Livre : De la religion en Amérique

lacorne.jpgPartant du lieu commun selon lequel il n’y aurait pas de séparation de l’Eglise et de l’Etat aux Etats-Unis, Denis Lacorne remonte jusqu’au Mayflower afin de déterminer les visions qui ont successivement prévalu sur cette question. Pour cela, il confronte les témoignages et perceptions d’ Américains et d’Européens. N’oubliant pas Tocqueville, il accorde cependant autant d’attention à des auteurs moins connus et parfois négligés.
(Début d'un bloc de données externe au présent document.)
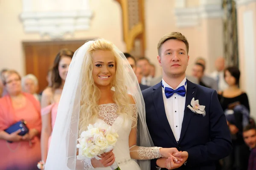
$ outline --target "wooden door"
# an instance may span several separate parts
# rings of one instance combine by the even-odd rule
[[[24,42],[23,43],[25,56],[26,74],[32,74],[38,80],[41,92],[48,85],[46,78],[49,69],[59,51],[67,48],[75,52],[87,40],[48,42]]]

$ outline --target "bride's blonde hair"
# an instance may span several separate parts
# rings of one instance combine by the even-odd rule
[[[137,120],[133,117],[133,112],[129,104],[131,98],[127,93],[124,73],[125,68],[122,65],[122,61],[119,54],[114,49],[114,45],[104,39],[97,39],[90,45],[82,64],[82,86],[79,115],[79,133],[87,129],[90,124],[94,123],[98,117],[97,107],[100,98],[100,91],[96,86],[93,78],[93,55],[97,50],[111,51],[115,57],[116,74],[113,82],[115,92],[113,99],[118,107],[117,114],[124,114],[131,119],[133,124]]]

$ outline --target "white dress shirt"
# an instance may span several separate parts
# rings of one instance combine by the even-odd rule
[[[166,87],[169,87],[175,90],[179,87],[185,85],[186,81],[186,79],[185,78],[177,88],[175,89],[169,86],[168,84],[164,81],[163,79],[162,80],[162,83],[165,88]],[[186,91],[186,84],[185,85],[185,88]],[[164,92],[164,88],[162,88],[162,89],[163,103],[167,119],[175,138],[177,142],[180,139],[180,132],[181,132],[181,126],[183,117],[184,117],[186,95],[183,97],[176,93],[175,93],[172,96],[167,98]]]
[[[228,87],[227,84],[225,81],[225,78],[224,78],[224,72],[218,72],[217,71],[215,71],[212,72],[209,75],[210,77],[216,81],[218,80],[218,90],[223,91]]]

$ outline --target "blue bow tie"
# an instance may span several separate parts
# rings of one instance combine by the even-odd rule
[[[174,90],[169,87],[164,87],[163,84],[162,84],[162,86],[164,88],[164,92],[166,96],[166,98],[170,98],[175,93],[177,93],[178,95],[184,97],[186,95],[186,88],[185,86],[186,84],[186,81],[185,83],[185,85],[182,86],[176,90]]]

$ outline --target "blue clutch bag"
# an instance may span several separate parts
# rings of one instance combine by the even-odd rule
[[[7,129],[4,130],[6,133],[11,134],[14,132],[17,131],[19,129],[21,130],[19,133],[19,135],[23,136],[26,133],[29,132],[29,129],[26,125],[26,122],[23,120],[22,120],[20,121],[18,121],[17,122],[11,125]],[[9,141],[8,141],[10,142]]]

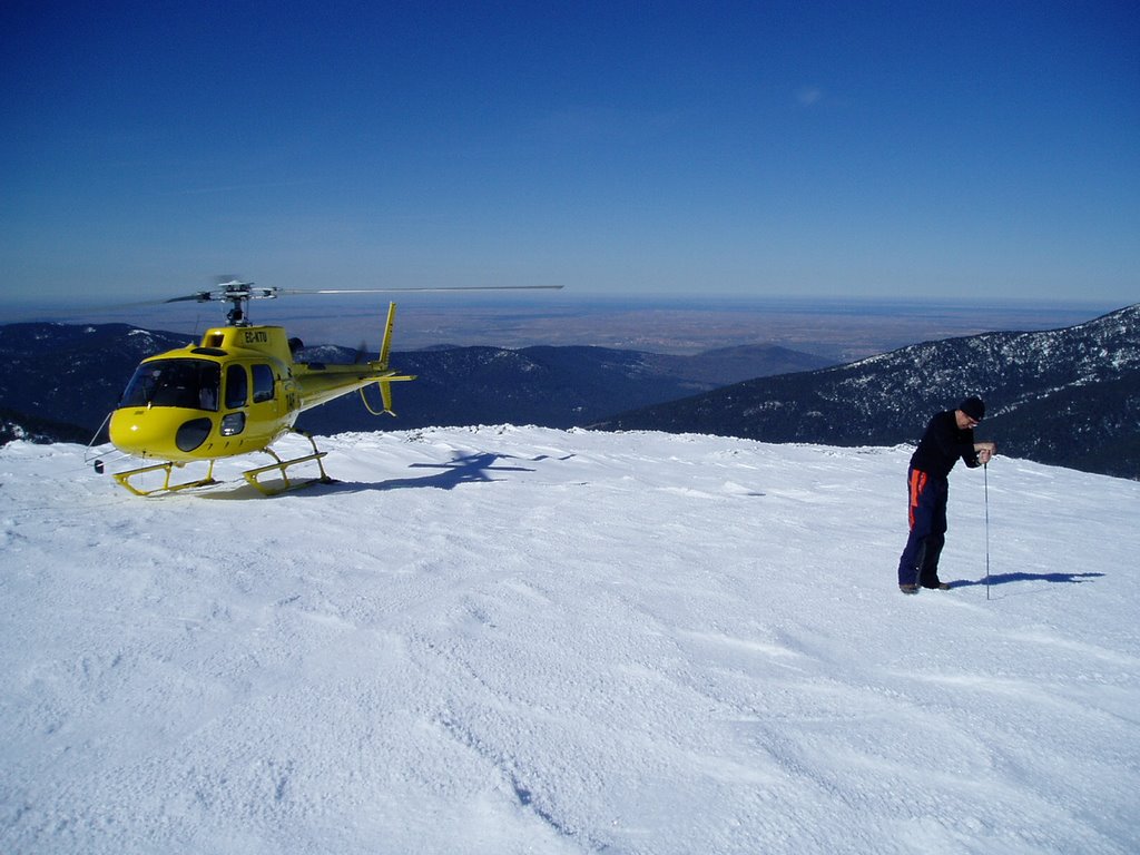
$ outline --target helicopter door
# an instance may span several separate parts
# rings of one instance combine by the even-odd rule
[[[250,377],[244,365],[226,368],[226,409],[241,409],[250,399]],[[227,413],[221,420],[221,435],[234,437],[245,430],[245,413]]]
[[[270,418],[277,415],[276,381],[272,366],[259,363],[251,366],[253,372],[253,406]],[[266,406],[259,406],[266,405]]]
Si l’image que nous avons actuellement de la religion en Amérique dérive surtout de l’évangélisme qui s’est développé au XIXème siècle, Denis Lacorne insiste sur le pluralisme religieux qui, pour les premiers colons, apparaissait comme une garantie de liberté. Des quakers tant vantés par les philosophes déistes des Lumières pour leur ouverture d’esprit aux puritains le plus sévère, l’éventail est large en effet. Mais au fur et à mesure que les flux migratoires se diversifient, l’idéal de diversité se fait moins prégnant et la méfiance s’instaure, plus particulièrement à l’égard des immigrés catholiques d’Irlande accusés de remettre en cause la république par leur allégeance à Rome.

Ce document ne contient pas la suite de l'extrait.